- Theatrical release poster with models Apollonia van Ravenstein, Sara Kapp, and Pat Cleveland posing in furs
- Directed by: Frederick Wiseman
- Produced by: Frederick Wiseman
- Cinematography: John Davey
- Edited by: Frederick Wiseman
- Distributed by: Zipporah Films
- Release date: September 16, 1981 (U.S.);
- Running time: 130 minutes
- Country: United States
- Language: English

= Model (film) =

1981 documentary film by Frederick Wiseman

Model (Note: The title references both the film's subject and Wiseman's template for filmmaking.) is a 1981 American documentary film directed by Frederick Wiseman. The film examines the modeling industry in New York City. It was Wiseman's ninth documentary for WNET, a New York PBS station.

The film follows the Zoli modeling agency, owned by Zoltan "Zoli" Rendessy. The film shows Zoli himself, his employees, models, clients, and photographers.

==Synopsis==
Like all of Wiseman's films, Model has no narrator. The film opens with a cityscape of lower Manhattan, showing the World Trade Center. The film intercuts fashion sequences (runway shows, photo shoots, a pantyhose commercial), Manhattan street scenes (roller skaters, an ambulance, "pedestrians who often look livelier than the models"), and shots of mannequins in store windows.

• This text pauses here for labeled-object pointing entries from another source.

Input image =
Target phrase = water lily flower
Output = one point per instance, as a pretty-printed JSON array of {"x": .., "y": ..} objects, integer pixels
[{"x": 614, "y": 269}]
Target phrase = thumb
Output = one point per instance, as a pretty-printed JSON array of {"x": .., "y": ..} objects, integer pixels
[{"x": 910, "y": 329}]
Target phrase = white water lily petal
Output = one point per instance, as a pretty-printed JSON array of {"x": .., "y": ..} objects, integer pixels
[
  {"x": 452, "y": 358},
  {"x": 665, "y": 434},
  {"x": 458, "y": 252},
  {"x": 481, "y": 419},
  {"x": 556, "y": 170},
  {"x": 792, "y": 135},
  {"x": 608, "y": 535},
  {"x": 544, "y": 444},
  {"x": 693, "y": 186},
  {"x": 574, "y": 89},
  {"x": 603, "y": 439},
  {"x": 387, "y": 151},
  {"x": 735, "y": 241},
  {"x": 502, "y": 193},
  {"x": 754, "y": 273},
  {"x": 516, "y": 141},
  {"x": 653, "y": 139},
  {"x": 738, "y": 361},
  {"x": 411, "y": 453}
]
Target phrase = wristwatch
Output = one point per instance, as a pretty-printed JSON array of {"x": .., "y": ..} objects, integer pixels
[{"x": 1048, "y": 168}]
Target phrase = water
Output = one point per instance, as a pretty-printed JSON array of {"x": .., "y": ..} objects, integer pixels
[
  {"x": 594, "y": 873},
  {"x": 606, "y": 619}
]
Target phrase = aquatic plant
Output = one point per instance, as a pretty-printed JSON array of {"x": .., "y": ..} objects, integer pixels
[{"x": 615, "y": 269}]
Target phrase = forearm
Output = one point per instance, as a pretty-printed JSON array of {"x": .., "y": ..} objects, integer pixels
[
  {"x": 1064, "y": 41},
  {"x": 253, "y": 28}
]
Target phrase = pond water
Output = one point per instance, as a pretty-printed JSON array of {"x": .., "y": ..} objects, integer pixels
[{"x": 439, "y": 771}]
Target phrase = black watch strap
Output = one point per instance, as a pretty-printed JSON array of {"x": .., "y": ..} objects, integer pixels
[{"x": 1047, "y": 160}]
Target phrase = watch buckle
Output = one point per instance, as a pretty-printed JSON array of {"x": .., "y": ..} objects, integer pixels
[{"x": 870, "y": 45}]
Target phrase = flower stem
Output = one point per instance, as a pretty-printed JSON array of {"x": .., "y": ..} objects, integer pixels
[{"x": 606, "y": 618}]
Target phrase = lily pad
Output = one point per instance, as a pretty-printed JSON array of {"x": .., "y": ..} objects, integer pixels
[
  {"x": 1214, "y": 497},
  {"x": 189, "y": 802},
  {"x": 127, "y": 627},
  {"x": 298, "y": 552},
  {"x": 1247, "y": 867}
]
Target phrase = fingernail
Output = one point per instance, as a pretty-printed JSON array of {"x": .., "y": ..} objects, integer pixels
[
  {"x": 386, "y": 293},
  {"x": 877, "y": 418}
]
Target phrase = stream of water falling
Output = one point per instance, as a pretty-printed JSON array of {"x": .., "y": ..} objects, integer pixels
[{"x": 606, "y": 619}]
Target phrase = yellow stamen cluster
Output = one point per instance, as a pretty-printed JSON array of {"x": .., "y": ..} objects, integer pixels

The agency screens aspiring models and connects them with clients, in the process reducing them to labels and stereotypes, including the young executive, the all-American girl, the sophisticate, the streetsmart, and the Avon look. Zoli tells one female aspirant who is 5 ft 6.5 in tall that the height is "too short for what we do... It's a problem," but in the following scene, a woman only 0.75 in taller is told, "I think we have some possibilities here."

The film's longest sequence, running nearly 30 minutes, is the making of a television commercial for Evan-Picone pantyhose. The director instructs the male and female model to run into each other repeatedly. For the same commercial, model Apollonia van Ravenstein's leg is photographed over 79 takes to create a four-second "peacock effect." The film shows the completed 30-second commercial.

The film ends with an Oscar de la Renta runway show with twirling fashion models, followed by a closing shot of the Manhattan skyline at night.

==Production==
The film was shot in 1979 and 1980 on black-and-white film. Wiseman selected the Zoli agency simply because "the idea of a model agency appealed to me ... and [Zoli] agreed."

Wiseman did not research the modeling industry before filming, and described the editing process as discovery: "It is all a surprise since I know very little about the subject before I begin shooting. The idea is that the film should at least in part show what I learned as a consequence of the shoot and the long period of editing."

==Release==
The film was broadcast on PBS on September 16, 1981.

==Reception==
The film shows modeling as "monotonous, lacking autonomy, and devoid of internal satisfaction", and as "a grind of rejections and retakes." Novelist William T. Vollmann had expected the film to be glamorous and was surprised by its monotony. The film examines how institutional routines become repetitive, drawing parallels to military operations.

Model reflects Wiseman's increasing political consciousness, contrasting the constructed imagery of advertising with the imperfections of the real world. Before filming the pantyhose commercial, the New York City streets are cleaned. Wiseman films another documentary crew shooting a shower interview with a male model, revealing that the model is wearing underwear. A street demonstration that appears to be a feminist protest is revealed to be the filming of a commercial. The Zoli agency serves as a lens into the broader workings of advertising, marketing, and retail.